Among these, he cited existing watermarking technologies and the "broadcast flag" that was heavily promoted by U.S. broadcasters before it hit regulatory snags in Washington.
By eliminating the casual content thief, the industry can focus its energy on serial content theft. "Keep honest people honest, and make it easy to use legally obtained content and difficult to use illegally obtained content," said Reitmeier.
However, he added, "There is no way to stop a determined thief."
Munro was even more blunt, stressing that one of the burdens of DRM software developers is that they must constantly respond to successful hackers. "We'll never be able to win the battle against piracy," he said. "It's an arms race."
Munro offered some surprising numbers indicating how the arms race has escalated. He noted that half the satellite TV signals being "consumed" today are stolen. The market share of stolen cable TV is about 33 percent, adding, "One-third of Internet bit traffic is stolen video from cracked DVDs."
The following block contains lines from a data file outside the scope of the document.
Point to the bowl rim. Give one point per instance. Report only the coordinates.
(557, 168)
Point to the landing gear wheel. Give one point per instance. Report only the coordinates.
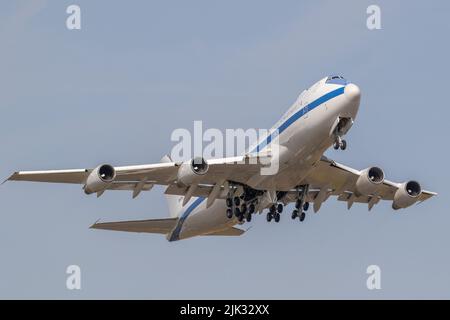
(280, 208)
(277, 217)
(306, 206)
(343, 145)
(302, 216)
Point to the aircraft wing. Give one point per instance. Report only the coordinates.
(162, 226)
(329, 178)
(143, 177)
(232, 231)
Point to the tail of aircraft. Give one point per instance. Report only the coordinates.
(174, 202)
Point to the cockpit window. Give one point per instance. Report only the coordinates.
(336, 80)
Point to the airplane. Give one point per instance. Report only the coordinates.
(214, 197)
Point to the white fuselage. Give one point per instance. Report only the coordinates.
(304, 133)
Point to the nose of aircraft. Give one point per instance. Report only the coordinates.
(352, 93)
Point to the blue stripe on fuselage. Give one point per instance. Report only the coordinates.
(286, 124)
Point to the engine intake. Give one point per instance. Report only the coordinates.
(190, 171)
(100, 178)
(406, 195)
(369, 181)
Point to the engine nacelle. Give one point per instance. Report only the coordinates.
(405, 196)
(369, 181)
(100, 178)
(192, 170)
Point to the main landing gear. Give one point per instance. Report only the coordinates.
(340, 143)
(242, 211)
(275, 212)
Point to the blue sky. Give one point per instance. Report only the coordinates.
(115, 90)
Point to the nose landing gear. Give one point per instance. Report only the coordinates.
(301, 205)
(340, 143)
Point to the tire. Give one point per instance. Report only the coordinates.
(302, 216)
(277, 217)
(280, 208)
(306, 206)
The "cracking" of the industry-wide DVD DRM standard, called CSS (Content Scramble System), was accomplished, Munro noted, by a famous Danish hacker named DVD John, who "destroyed CSS with seven lines of [computer] code."
As a measure of the low public esteem for content protection, Munro cited an L.A. Times/Bloomberg survey released in July. Sixty percent of respondents thought it would be "OK to copy a DVD and give it to a friend," the survey found.
All the panelists opined that ultimately DRM will be able to protect most content. They agreed on this despite the fact that the two most broadly deployed proprietary DRM systems, Apple's FairPlay system for iPod, and Windows Media DRM, have both been compromised by hackers.
None of the panelists were optimistic that victory in the arms race will be based on a single industry-wide standard. "If we had a simple one-size-fits-all DRM, life would be easier," said Reitmeier, but he sees no momentum in this direction. "Lacking a standardization effort at the DRM producer level, I don't think we're going to get that standard."